While on a photo ‘safari’ around Barcelona last week, I discovered that the gates of the Archbishopric were open. It isn’t often that the gates to this building are open, so I had to take the opportunity to have a closer look. Here is what I found…
The Archbishopric of Barcelona can be found on Carrer del Bisbe, to the right of what used to be the city gates, and now is a ramp flanked by the remnants of two semicircular towers. It is a rather stark building on the outside, with just a few details, such as the statue of a bishop offering his blessings below.
Further details are the Neo Classical entrance, above which a balcony, with some sgraffito detailing and two tall doors with reflective windows, looks out onto the street.
The only profusion in details on this doorway can be found on the crest that presides it. It is full of symbols pertaining to the Catholic Church and the status of an Archbishop: a chord with several tassels, a staff, a bishop’s mitre and the cross on a chain.

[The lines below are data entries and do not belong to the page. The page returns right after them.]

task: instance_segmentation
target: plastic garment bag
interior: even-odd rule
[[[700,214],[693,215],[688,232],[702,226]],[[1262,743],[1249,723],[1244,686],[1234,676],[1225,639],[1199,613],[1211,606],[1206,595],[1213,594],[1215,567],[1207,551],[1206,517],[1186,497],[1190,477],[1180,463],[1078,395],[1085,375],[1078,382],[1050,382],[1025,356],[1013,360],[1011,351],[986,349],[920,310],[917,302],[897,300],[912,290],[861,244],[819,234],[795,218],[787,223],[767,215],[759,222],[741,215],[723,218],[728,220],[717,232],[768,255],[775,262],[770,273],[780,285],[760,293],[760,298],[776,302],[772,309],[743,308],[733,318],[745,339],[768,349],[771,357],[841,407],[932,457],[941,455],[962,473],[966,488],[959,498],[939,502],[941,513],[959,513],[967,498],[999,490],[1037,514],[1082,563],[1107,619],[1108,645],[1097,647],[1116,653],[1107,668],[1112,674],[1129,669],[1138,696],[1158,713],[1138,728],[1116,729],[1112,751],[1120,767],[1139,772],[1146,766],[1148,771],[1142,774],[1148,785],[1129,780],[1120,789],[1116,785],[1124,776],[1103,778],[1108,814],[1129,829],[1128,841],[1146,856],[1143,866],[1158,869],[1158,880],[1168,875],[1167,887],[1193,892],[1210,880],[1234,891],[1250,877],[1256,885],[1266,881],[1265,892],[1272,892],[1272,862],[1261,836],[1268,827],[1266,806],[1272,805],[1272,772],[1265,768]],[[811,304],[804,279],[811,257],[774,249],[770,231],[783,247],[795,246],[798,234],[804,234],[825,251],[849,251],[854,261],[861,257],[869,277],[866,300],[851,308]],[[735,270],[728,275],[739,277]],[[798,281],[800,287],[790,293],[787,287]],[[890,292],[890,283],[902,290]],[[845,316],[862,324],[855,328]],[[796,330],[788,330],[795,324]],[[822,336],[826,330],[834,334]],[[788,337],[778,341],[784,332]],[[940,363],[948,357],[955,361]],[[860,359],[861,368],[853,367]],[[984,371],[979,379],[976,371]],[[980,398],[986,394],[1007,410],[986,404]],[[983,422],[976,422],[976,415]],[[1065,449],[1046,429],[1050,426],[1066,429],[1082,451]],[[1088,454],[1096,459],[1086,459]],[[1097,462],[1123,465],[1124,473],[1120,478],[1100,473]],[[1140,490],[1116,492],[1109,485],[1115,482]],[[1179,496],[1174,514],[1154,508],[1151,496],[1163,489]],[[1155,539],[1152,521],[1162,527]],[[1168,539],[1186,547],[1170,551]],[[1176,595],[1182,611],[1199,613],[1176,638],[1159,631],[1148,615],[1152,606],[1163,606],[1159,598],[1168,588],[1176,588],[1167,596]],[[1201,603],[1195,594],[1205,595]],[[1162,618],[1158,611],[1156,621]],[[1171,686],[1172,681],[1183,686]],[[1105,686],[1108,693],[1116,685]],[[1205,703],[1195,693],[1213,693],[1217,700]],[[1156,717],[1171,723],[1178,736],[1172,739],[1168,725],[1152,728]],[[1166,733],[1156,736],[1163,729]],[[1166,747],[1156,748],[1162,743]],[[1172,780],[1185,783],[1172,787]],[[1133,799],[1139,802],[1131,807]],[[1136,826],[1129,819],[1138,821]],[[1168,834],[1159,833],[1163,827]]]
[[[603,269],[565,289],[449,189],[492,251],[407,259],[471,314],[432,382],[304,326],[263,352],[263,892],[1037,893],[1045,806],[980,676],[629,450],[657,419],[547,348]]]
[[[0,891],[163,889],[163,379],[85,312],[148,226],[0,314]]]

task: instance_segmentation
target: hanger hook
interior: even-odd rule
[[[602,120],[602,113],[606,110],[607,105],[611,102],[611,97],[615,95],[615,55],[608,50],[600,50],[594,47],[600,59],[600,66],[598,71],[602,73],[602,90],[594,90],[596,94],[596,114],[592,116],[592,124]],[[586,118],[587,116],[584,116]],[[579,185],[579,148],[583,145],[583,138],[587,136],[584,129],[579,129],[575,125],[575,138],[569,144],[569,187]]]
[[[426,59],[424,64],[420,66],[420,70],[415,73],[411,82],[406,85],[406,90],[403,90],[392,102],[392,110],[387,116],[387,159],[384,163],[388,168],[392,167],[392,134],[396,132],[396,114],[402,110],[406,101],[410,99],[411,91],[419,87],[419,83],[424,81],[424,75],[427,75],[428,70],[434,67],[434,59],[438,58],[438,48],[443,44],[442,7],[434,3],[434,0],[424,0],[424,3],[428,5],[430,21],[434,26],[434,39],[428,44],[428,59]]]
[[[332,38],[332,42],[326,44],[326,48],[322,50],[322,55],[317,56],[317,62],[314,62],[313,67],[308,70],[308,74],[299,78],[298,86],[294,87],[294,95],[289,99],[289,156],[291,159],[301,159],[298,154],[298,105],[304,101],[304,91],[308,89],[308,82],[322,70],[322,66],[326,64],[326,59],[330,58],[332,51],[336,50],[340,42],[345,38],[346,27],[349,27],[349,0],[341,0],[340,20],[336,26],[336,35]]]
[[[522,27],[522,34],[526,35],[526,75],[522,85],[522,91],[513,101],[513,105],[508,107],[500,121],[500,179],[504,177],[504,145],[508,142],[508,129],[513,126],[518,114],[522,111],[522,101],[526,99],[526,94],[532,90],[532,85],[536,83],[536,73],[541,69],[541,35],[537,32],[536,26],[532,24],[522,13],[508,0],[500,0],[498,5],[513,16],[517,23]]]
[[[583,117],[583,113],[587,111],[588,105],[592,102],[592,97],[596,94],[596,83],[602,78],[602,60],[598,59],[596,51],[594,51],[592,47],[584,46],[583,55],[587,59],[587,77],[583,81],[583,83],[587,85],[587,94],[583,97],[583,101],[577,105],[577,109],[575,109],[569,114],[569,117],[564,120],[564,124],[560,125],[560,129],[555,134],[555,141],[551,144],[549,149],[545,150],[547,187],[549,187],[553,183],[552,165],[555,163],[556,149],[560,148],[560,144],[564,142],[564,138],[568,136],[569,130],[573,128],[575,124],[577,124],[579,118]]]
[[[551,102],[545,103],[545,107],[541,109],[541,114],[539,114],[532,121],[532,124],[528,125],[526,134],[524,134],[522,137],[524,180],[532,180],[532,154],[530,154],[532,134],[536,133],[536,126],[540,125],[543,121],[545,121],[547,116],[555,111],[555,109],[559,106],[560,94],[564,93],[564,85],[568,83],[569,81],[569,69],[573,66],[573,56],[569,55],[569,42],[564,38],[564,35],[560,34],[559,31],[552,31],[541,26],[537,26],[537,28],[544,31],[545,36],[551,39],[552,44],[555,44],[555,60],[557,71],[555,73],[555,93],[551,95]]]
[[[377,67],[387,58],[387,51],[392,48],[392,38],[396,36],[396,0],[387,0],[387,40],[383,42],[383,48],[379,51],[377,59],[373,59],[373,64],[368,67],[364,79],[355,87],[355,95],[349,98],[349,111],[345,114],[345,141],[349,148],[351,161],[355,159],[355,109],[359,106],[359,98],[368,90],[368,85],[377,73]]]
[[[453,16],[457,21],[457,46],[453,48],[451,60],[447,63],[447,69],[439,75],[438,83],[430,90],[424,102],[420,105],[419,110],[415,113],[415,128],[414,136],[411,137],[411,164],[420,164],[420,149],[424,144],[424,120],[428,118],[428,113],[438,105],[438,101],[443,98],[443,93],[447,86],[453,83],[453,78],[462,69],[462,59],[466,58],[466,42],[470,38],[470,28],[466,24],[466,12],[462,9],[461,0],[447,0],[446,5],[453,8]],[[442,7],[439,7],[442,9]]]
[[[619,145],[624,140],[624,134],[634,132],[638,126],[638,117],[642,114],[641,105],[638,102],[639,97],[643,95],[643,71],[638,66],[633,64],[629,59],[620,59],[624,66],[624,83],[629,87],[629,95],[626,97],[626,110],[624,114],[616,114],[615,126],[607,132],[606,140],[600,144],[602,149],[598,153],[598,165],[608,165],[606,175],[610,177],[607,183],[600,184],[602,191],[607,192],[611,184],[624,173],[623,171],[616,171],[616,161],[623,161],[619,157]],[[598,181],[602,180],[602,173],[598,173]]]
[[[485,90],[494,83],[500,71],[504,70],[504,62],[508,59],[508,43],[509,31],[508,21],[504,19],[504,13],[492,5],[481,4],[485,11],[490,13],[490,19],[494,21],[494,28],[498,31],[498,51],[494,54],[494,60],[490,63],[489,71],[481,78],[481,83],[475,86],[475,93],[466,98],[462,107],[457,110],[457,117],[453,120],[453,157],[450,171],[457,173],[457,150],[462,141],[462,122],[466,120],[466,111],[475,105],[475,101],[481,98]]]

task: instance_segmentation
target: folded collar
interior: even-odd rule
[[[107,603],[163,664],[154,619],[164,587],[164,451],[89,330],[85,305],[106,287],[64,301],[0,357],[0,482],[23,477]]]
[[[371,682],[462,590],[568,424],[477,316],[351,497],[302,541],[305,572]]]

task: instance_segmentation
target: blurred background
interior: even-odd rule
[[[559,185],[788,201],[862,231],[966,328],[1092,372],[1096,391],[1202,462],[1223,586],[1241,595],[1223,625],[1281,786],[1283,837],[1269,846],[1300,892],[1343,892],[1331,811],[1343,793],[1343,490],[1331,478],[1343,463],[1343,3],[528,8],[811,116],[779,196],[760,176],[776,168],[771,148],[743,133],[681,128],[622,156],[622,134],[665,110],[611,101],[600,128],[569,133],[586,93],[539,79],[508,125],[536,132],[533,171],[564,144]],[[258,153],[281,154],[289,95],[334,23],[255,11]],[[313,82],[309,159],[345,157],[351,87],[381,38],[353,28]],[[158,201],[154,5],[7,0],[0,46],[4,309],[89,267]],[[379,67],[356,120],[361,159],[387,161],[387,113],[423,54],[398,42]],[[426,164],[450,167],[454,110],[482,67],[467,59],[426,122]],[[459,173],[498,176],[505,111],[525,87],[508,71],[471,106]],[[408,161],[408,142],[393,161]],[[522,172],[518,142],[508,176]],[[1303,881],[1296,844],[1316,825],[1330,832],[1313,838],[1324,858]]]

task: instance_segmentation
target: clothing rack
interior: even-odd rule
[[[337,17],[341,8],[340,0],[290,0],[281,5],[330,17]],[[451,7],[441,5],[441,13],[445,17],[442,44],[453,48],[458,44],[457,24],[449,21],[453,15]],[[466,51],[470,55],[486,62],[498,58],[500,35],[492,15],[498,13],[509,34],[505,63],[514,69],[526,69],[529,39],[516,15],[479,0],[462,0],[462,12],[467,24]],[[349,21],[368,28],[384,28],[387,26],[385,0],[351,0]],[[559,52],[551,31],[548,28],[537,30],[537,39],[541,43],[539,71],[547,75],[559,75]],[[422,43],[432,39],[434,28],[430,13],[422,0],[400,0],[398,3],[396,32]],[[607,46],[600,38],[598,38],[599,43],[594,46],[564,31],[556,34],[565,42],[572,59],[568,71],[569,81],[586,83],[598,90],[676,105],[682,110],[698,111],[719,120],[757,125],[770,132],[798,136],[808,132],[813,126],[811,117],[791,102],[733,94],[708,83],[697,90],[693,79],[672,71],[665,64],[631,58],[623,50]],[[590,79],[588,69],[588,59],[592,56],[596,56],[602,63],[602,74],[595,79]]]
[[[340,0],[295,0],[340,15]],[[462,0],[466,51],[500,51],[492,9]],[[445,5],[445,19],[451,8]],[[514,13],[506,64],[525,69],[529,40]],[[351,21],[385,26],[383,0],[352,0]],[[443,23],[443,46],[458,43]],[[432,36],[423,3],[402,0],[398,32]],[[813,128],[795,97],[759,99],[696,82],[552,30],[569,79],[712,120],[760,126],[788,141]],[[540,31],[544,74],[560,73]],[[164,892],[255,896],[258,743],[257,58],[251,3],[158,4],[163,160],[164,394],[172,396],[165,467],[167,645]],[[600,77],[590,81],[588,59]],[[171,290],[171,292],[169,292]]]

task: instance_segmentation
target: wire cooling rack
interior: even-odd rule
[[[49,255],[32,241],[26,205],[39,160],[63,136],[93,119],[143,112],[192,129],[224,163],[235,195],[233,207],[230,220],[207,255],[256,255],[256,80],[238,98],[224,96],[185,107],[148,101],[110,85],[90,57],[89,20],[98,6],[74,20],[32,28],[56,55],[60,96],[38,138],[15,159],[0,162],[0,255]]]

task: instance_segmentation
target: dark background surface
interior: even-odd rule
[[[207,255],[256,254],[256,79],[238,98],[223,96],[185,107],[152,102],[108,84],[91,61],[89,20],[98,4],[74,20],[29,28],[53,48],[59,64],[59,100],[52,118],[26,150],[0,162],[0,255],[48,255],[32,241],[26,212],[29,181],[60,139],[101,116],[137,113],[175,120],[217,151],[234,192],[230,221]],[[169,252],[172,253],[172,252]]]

I was very curious about the inside of this building. Would it be just as stark? I wasn’t permitted to enter the courtyard that was visible from the entrance (and much less enter the Archbishopric) , so I had to resign myself to what was visible from, and take these photos while standing at the gates.
The answer to my curiosity is evident from the images I show you here. Indeed this complex is quite stark as seen from the courtyard, yet at the same time it is rich in details so specific of the architecture of its (Gothic) time. Slim columns support the arches of windows, both small and large, and a profusion of stained glass as well as small plain glass set in lead strips make up all of the window panes. The effect of light streaming into the building must be quite dazzling! Have you noticed how dainty the lanterns are that flank the Madonna?
The layout of the courtyard is also typical of this period, when the main floor was usually a flight of grand stairs up to the first floor, and the ground floor was used to keep provisions and means of transport (i.e. horse and carriage). Although the building itself is stark and minimal, the details are exquisite and rich, and no doubt the best experts of the day were used to create these beauties.
The gate seems to me from a newer period, although this is just an assumption on my part. In contrast, the door knocker seems to be much older, judging by the crudeness and lack of realism evident in its form and workmanship. I think it’s rather cute!
I’m very glad to have discovered yet another corner of Barcelona and to have been able to share it with you! I think it was well worth it – what do you think?